Page added on March 10, 2009
…A bad bet on oil prices caused the 80-year-old tycoon to lose about $2 billion last year, and investors fled his hedge fund. His wife, Madeleine, had to rethink her plans to rescue thousands of wild horses from slaughter; she’s now asking for federal funds. And Pickens’s prize initiative — a huge investment in wind power — has been scaled back by 75 percent.
Now, Pickens is relying on the kindness of strangers. “I need you, all of you: Help me on this,” the billionaire told the participants in the EnergyBiz magazine conference yesterday. Before leaving, he repeated: “Join with me on this. I need you. I seriously need you.”
What he needs, specifically, is for the government to back a national energy grid and an expansion of natural gas vehicles — policies that would dramatically increase the value of Pickens’s holdings in wind, water and gas. That obvious self-interest, and Pickens’s role in conservative causes such as the Swift boat veterans’ assault on John Kerry, has made would-be allies on the political left suspicious of his motives.

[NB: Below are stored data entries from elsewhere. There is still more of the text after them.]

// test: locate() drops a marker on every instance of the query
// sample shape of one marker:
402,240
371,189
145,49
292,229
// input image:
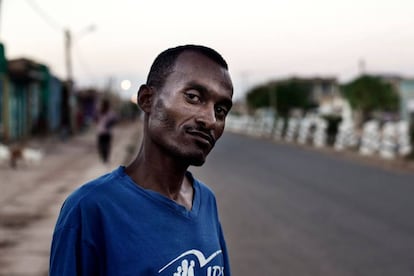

But while there are quibbles over the particulars, parts of the Pickens Plan are — or should be — uncontroversial: a new transmission grid to move renewable power, better energy efficiency, and using natural gas as a “bridge” fuel to power trucks and fleet vehicles until alternatives become more plentiful.
With Pickens, the controversy rests more in the salesman than in the product. Pickens didn’t mention global warming in his 45-minute talk at the Mayflower yesterday. In fact, he dismissed the “greenies,” as in: “You don’t want to turn it over to the greenies, or what’ll happen is they’ll want to shut down every coal plant . . . for power generation and our utility bills will go through the ceiling.”